Czy Ty myślisz, że cały świat z zapartym tchem śledzi karierę Szpilki?
Nikt go nie zna, nikogo on nie obchodzi, nie każdemu obicie mu ryja da cokolwiek.
Powietkin może go wziąć co najwyżej w ostatniej chwili, na zastępstwo, jak mu Wilder dostanie nagle "kontuzji".
Al;e to też wątpliwe, bo po blamażu Wawrzyka Rosjanie raczej nie będą chcieli nikogo z Polski.
Biorąc pod uwagę pozycję rankingową Szpilki to dla każdego wygrana nad nim jest cenna. Oprócz tego jest w gronie pretendentów anonsowanych jako przyszły top tej dywizji. Do starego grona takich pretendentów można zaliczyć np. Furego, Wildera czy jeszcze grupkę która była przed nimi jak Arreola, Povetkin, Adamek.
Obecnie takich zawodników jest więcej, ale tylko kilku zazwyczaj się przebija. Na obecny moment mamy Ruiza Jr., Anthonego Joushuę, Artura Szpilkę, Bryanta Jenningsa, Evereta Martina, Hughie Furego, Washingtona, Parkera, Browne'a a jeszcze pod nimi błyszczą jakieś Japońskie wynalazki czy synowie Morrisona itd itp.
Uważam, że sporo z tych nowych zawodników ma szanse być wiele lat w topie. Arreoli się to udało, Povetkinowi również, Furemu wciąż młodemu także, a Wilder zdobył pas. Jennings dał równą walkę dominatorowi dywizji i można by tak wymieniać i wymieniać. Gdyby postawić Povetkina vs Klitschko i zabronić mistrzowi wieszania się to Rosjanin wygrywa przez KO.
Nic dodać nic ująć. Zgadzam się w 100% z tym co napisałeś. Wielu odbierze to jako hejt ale cóż... Pomimo to Browne'a Szpilka może zrobić bo to tylko wolny na nogach osiłek.
Cunna bo podejrzaną szczękę, Arreole bo gruby, Solisa bo leniwy, Wladimira bo stary, Thompsona bo stary, Browna bo wolny, Ruiza Jr bo gruby, Adamka bo stary, Wildera bo walczy bumami, Furego bo pajac, Jenningsa bo raz z nim walczył, Joshuę bo niedoświadczony, Price'a bo szklanka.

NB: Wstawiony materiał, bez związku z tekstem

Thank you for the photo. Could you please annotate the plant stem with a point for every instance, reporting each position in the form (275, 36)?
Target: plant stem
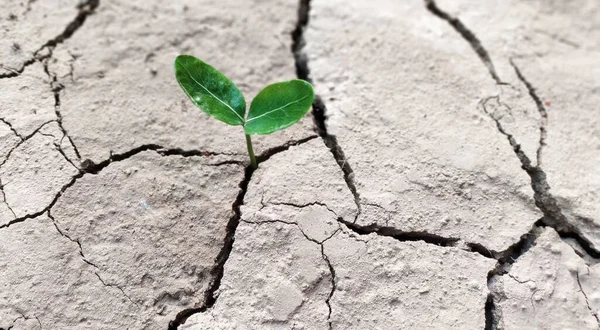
(251, 152)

"""Artur Szpilka jest wyłącznie tworem medialnym nie lubie krytykować ale ten chłopak nie wygra z nikim z czołówki jest za słaby fizycznie słaby technicznie a w przypadku zagrożenia wróci do starych nawyków np opuszczone ręce przy linach . Najlepiej naszego boksera opisał Usyk dziwi mnie ten optymizm choć chciałbym się mylić gdyż ten chłopak potrafi się sprzedać medialnie ale czy idzie to w parze z umiejętnościami czysto bokserskimi?"""
Najwięcej to sam promuje się w mediach, najbardziej się wypromował zadziorą i tym, że nie chce leszczy. Jak na ten etap kariery ma dobrych zawodników, gdyby nie odsiadka to kto wie, może miałby po drodze pas CW.
Usyk nienawidzi Polaków i wszystkiego co Polskie dlatego nie sugerowałbym opierać się na jego wypowiedziach, które de facto mają na celu rzucenie jak najwięcej nienawiści oraz hejtu na wszystko co Polskie.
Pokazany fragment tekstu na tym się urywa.